İstanbul’dan gelen paralarla Sorbonne’da öğrenim gören Hasan Tahsin, o sıralarda sık sık öğrenimine İsviçre, Neuchatel’de devam eden Osman Suavi Kökmen’in yanına gidiyordu. Kökmen Fevziye Mektepleri’nden arkadaşıydı. Birlikte sinemaya gitiler. Filmin başında savaş haberleri veriliyordu ve tam da Trablus’ta devam eden Türk-İtalyan savaşına denk gelmişlerdi. Ancak bu haberden çok Türkleri aşağılayan bir propaganda filmiydi.
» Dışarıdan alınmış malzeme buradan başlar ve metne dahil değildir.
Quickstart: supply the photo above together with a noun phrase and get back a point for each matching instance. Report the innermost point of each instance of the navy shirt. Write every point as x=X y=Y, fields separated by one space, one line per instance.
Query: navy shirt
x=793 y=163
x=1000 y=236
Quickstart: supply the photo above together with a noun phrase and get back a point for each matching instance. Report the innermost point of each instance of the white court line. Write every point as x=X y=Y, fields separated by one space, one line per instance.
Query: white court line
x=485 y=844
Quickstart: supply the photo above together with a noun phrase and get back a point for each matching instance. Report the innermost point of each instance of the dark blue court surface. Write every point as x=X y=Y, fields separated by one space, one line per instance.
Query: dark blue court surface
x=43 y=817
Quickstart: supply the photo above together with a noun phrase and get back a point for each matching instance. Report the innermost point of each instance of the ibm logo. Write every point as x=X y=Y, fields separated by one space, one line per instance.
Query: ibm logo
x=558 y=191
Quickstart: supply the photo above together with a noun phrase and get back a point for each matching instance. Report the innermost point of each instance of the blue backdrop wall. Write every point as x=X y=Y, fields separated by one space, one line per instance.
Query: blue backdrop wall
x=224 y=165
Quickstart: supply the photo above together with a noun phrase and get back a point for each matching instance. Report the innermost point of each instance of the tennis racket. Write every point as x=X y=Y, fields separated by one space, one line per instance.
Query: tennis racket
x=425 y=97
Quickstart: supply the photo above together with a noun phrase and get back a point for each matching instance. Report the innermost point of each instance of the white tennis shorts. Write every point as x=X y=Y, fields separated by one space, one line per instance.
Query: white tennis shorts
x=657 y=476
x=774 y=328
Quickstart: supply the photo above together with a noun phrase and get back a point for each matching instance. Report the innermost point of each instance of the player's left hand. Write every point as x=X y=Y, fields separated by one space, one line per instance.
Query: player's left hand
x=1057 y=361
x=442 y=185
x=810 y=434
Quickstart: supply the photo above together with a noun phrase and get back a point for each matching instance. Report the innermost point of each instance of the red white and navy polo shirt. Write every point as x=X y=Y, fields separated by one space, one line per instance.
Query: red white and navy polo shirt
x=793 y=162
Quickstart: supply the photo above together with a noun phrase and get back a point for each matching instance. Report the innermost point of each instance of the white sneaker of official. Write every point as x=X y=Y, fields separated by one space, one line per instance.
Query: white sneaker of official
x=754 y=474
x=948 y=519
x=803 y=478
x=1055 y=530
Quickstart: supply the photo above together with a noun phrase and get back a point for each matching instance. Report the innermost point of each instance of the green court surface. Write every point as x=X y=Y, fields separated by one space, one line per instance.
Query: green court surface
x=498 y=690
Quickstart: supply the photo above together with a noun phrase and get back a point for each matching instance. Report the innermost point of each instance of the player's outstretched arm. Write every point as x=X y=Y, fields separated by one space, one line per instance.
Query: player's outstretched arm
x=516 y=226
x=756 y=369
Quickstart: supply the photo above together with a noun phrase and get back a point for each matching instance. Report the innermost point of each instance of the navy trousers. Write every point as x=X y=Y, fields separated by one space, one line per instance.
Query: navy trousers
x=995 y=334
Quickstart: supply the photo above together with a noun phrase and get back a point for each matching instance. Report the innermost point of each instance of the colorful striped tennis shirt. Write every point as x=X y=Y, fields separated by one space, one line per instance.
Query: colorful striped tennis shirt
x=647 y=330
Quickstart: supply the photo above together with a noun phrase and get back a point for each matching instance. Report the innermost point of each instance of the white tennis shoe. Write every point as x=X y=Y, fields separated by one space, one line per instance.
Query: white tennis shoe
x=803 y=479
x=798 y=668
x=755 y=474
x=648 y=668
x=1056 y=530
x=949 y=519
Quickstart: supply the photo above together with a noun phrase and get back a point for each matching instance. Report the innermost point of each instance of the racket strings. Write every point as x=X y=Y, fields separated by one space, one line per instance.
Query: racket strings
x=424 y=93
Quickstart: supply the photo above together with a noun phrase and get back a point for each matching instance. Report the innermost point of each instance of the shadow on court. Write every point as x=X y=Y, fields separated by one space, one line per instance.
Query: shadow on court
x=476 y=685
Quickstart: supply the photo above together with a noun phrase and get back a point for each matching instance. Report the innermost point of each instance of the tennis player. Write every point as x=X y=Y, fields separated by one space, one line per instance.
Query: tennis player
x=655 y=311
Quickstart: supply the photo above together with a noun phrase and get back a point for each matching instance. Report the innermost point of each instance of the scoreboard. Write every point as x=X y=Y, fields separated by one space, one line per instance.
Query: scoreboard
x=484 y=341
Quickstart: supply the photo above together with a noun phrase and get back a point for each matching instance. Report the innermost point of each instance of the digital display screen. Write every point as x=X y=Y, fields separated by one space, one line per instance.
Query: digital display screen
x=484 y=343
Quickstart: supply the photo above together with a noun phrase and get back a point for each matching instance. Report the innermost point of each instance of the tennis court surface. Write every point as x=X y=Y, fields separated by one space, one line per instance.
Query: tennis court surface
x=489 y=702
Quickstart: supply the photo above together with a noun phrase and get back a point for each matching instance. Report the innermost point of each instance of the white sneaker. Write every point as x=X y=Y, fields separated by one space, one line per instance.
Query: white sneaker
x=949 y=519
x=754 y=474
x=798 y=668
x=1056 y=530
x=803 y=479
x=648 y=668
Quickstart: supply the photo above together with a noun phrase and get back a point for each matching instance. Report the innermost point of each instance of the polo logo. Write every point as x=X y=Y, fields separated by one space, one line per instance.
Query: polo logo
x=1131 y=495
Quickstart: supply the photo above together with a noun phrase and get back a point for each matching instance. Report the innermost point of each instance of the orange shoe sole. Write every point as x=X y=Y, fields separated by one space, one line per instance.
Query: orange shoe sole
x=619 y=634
Perdede şu yazı belirdi birden:
Vive I’talia
A bas les Turcs! (Yaşasın İtalya, Aşağılık Türkler!)
Salonda üç el silah sesi yankılandı. Daha fazla dayanamayan Hasan Tahsin yanından hiç ayırmadığı silahını çekip beyazperdeye saydırmıştı. Küçük salondaki seyirciler panik içinde dışarı hücum ettiler. Polis geldi ve iki arkadaşı karakola götürdü. Karakolda Hasan Tahsin, “Türklüğe hakaret etmeye kimsenin hakkı yok,”
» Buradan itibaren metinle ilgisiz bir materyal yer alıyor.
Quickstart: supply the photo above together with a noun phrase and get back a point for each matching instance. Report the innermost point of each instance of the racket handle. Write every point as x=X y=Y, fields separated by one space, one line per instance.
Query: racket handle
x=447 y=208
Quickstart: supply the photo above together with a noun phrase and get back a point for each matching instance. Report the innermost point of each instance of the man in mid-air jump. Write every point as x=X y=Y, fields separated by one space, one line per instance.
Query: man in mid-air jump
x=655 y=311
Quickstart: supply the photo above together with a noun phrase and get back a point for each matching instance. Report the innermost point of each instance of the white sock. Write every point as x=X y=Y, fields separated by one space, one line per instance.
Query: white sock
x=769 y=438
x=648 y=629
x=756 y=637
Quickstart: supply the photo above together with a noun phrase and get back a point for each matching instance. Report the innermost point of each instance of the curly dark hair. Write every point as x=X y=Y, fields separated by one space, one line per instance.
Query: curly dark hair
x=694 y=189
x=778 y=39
Anıt Adam Osman Nevres “Hasan Tahsin” adlı kitapta yer alan röportajda O. Suavi Kökmen bu yaşananları aynen teyit etmektedir. Olayın devamını da şöyle nakleder Kökmen.
“Neuchatel’de o zaman sadece iki polis vardı. Bunlar da bizi severlerdi. O arada kantonun başkanı da hadiseden haberdar olmuş. Karakola telefon etti. Polis bizi haklı gösterir mahiyette konuştu. Adam araya girdi. Biz kurtulduk.”
Bir sonraki olaydan sıyıramayacaklardır ama. Bir kafede otururken bir genç masalarına bir kart bırakır. Kartta arkasına haçı almış Avrupalılar perişan haldeki Türk askerlerini kovalarken resmedilmiştir. Türk bayrağı yerde yatıyor, kaçan askerlerin üstünde ise bir hilal asılı. Haç hilali kovuyor hesabı. Kartı gören Hasan Tahsin fırlıyor yaka paça yakalıyor kartı dağıtan genci. Bir kabahati olmadığını, bunları üç beş kuruş için başkasının adına dağıttığını görünce genci bırakıyor. Ancak geri döndüğünde İtalyan müzisyen kartı havaya kaldırıp Hasan Tahsin’in damarına basıyor. Hasan Tahsin durur mu, önlerindeki masayı kaldırıp kafasına geçiriyor İtalyan’ın. Sonra yine karakol, yine sorgu sual. Ama bu kez ikisi de sınır dışı ediliyor İsviçre’den. Hasan Tahsin Fransa’ya, O. Süavi Kökmen İstanbul’a.